We study a generalization of the classic Online Convex Optimization (OCO)
framework by considering additional long-term adversarial constraints.
Specifically, after an online policy decides its action on a round, in addition
to a convex cost function, the adversary also reveals a set of $k$ convex
constraints. The cost and the constraint functions could change arbitrarily
with time, and no information about the future functions is assumed to be
available. In this paper, we propose a meta-policy that simultaneously achieves
a sublinear cumulative constraint violation and a sublinear regret. This is
achieved via a black box reduction of the constrained problem to the standard
OCO problem for a recursively constructed sequence of surrogate cost functions.

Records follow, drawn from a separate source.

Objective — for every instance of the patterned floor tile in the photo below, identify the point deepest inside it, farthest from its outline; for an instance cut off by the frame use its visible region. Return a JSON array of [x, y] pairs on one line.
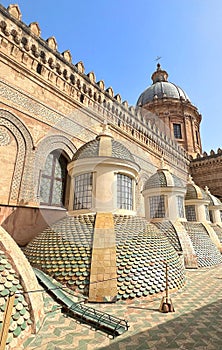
[[195, 324]]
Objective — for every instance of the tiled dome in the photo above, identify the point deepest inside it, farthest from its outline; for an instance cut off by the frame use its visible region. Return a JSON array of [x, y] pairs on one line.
[[64, 252], [206, 251], [195, 192], [168, 229], [163, 178], [213, 200], [160, 89], [10, 283], [91, 150]]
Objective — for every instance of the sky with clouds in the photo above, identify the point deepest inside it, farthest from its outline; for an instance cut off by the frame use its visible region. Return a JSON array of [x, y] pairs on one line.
[[120, 39]]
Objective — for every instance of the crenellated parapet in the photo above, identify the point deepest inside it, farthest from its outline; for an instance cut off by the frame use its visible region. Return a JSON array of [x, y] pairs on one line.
[[40, 58]]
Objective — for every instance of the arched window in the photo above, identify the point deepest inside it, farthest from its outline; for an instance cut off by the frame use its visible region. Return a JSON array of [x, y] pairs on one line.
[[53, 180], [124, 192], [157, 206], [190, 213], [83, 191]]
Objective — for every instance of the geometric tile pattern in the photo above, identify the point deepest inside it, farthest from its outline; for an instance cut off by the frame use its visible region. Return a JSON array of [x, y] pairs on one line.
[[206, 251], [163, 178], [10, 283], [195, 324], [167, 228], [64, 252], [91, 149], [218, 230], [141, 252]]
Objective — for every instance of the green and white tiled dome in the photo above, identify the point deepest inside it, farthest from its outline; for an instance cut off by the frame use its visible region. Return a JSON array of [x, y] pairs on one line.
[[206, 251], [9, 284], [64, 252]]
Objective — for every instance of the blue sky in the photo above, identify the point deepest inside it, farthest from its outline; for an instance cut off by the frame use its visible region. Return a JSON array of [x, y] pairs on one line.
[[120, 39]]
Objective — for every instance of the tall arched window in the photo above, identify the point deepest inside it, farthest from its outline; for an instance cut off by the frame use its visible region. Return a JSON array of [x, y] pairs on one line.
[[124, 192], [53, 180]]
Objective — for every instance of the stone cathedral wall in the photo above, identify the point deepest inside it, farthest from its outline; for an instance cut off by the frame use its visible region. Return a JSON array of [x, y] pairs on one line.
[[48, 103]]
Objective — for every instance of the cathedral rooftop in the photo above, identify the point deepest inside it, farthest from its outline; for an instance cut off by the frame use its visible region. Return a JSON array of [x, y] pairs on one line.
[[161, 88]]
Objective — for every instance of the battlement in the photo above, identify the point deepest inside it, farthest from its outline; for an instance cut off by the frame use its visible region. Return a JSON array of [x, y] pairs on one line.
[[210, 156], [22, 44]]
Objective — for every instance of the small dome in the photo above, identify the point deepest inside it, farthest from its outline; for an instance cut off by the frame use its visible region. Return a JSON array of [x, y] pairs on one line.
[[91, 149], [161, 88], [213, 200], [194, 191], [163, 178]]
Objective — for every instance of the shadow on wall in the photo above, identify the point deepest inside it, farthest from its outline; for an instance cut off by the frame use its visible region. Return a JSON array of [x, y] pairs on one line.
[[23, 224]]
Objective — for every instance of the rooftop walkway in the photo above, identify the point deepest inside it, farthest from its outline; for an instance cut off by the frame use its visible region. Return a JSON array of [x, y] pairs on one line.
[[195, 324]]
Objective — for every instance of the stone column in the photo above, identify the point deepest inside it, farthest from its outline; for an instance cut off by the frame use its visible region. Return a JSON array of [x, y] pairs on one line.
[[103, 276]]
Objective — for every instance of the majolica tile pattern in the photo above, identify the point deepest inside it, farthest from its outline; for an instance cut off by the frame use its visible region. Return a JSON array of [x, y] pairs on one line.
[[218, 231], [10, 283], [64, 252], [206, 251], [159, 179], [141, 252], [167, 228]]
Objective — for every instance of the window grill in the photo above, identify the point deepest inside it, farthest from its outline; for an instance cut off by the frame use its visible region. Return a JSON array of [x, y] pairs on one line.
[[190, 212], [124, 192], [157, 207], [83, 191]]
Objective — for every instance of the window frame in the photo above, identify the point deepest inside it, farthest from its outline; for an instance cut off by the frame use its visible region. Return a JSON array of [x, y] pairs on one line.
[[124, 191], [157, 207], [57, 156], [83, 193], [177, 131]]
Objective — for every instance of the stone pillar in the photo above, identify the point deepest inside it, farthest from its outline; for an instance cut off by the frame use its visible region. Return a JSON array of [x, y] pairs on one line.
[[103, 276]]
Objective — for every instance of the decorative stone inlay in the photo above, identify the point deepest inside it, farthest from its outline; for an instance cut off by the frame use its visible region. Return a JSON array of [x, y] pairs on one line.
[[22, 179], [41, 112], [5, 138]]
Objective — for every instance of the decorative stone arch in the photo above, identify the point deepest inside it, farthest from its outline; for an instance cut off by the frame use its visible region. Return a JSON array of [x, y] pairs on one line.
[[21, 186], [44, 148]]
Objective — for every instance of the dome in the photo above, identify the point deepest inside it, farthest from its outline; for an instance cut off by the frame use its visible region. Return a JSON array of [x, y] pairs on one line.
[[65, 250], [194, 191], [213, 200], [92, 148], [163, 178], [161, 88]]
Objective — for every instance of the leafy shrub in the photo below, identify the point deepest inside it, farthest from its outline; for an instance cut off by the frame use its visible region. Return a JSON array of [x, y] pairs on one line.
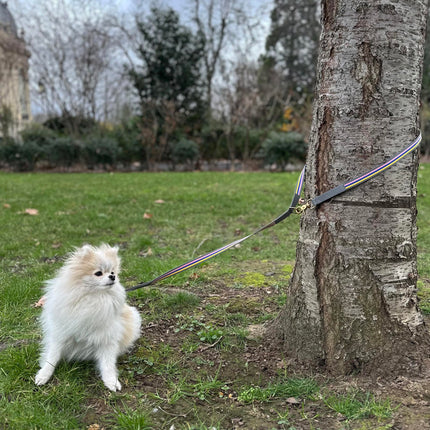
[[63, 151], [38, 134], [280, 148], [20, 156], [100, 151], [184, 151], [128, 137]]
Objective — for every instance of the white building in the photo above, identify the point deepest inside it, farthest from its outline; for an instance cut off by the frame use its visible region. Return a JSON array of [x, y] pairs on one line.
[[15, 112]]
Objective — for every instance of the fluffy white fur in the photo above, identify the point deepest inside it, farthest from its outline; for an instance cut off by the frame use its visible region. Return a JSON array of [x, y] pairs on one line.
[[85, 315]]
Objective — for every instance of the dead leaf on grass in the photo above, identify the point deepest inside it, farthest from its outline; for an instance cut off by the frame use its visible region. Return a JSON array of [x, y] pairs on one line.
[[146, 253], [39, 303], [31, 212]]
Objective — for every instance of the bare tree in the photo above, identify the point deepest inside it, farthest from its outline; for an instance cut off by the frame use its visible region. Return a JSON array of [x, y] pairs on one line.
[[353, 304]]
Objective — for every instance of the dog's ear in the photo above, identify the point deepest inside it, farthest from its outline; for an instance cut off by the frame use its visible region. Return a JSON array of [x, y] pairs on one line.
[[83, 251], [109, 250]]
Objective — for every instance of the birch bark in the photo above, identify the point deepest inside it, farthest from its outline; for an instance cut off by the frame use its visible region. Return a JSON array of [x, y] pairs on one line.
[[353, 304]]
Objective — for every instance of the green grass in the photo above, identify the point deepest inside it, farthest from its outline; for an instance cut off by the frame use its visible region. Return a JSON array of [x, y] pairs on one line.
[[303, 388], [201, 211], [357, 404]]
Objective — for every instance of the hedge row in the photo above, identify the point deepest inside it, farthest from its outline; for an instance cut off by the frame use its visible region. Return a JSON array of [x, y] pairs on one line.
[[39, 147]]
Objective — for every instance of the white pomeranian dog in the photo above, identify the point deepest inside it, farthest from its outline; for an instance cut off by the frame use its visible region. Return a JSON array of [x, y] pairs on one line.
[[85, 315]]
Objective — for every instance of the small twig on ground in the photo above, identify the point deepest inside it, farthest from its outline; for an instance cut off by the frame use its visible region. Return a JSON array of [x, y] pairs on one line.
[[211, 346]]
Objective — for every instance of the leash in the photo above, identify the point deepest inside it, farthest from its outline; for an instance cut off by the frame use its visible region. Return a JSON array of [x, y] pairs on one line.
[[297, 206]]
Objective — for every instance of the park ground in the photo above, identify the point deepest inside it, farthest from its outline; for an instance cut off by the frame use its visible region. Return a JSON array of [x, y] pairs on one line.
[[202, 361]]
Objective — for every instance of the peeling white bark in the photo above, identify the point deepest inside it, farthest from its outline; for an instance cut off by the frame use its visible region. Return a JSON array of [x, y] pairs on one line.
[[353, 292]]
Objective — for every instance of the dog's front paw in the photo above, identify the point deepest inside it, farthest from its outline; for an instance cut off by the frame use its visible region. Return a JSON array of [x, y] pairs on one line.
[[43, 376], [112, 383]]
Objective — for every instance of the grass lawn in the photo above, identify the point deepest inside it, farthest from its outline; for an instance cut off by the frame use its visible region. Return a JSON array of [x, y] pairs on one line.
[[195, 366]]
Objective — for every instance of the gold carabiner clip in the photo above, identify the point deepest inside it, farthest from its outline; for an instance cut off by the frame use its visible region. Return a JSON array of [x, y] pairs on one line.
[[302, 206]]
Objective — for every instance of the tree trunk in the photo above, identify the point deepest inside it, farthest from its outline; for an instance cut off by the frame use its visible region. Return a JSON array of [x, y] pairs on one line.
[[352, 302]]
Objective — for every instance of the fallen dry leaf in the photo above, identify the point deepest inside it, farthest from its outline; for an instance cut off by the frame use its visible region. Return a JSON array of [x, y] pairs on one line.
[[40, 303], [146, 253], [31, 212]]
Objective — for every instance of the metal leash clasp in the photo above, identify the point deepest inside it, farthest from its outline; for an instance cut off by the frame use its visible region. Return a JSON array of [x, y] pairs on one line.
[[302, 206]]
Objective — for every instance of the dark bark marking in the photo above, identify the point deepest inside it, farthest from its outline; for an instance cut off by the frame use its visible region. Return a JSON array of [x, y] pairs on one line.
[[368, 72], [323, 152], [329, 10], [398, 203], [329, 312]]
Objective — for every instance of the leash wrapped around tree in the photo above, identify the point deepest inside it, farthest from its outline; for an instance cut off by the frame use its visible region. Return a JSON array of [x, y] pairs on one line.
[[297, 206]]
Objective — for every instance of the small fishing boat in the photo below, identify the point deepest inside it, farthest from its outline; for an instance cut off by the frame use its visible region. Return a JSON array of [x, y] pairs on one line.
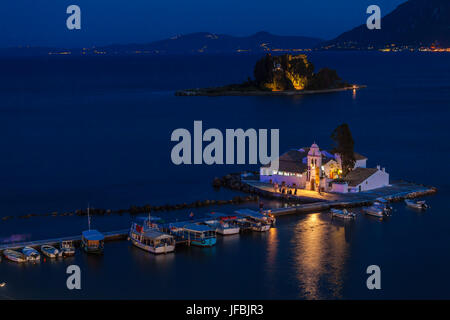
[[67, 248], [222, 224], [383, 202], [196, 234], [49, 251], [92, 241], [416, 204], [199, 235], [14, 256], [254, 220], [151, 239], [31, 254], [343, 214], [375, 211]]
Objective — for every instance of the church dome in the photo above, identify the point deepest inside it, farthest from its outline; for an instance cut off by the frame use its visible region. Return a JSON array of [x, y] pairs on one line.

We show that optimal performance bounds can be achieved by solving the
surrogate problem using any adaptive OCO policy enjoying a standard
data-dependent regret bound. A new Lyapunov-based proof technique is presented
that reveals a connection between regret and certain sequential inequalities
through a novel decomposition result. We conclude the paper by highlighting
applications to online multi-task learning and network control problems.

我们研究了经典的在线凸优化（OCO）框架的一种推广，通过考虑额外的长期对抗性约束。我们提出了一种元策略，能够同时达到亚线性的累积约束违规和亚线性的遗憾，通过将约束问题转化为递归构建的一系列代理代价函数的标准 OCO 问题的黑盒减缩。我们展示了通过使用任何享有标准数据相关遗憾上界的自适应 OCO 策略求解代理问题，可以达到最优性能界限。通过一种新的基于李雅普诺夫的证明技术，我们揭示了遗憾和某些顺序不等式之间的联系，通过一种新颖的分解结果。最后，我们强调了在在线多任务学习和网络控制问题中的应用。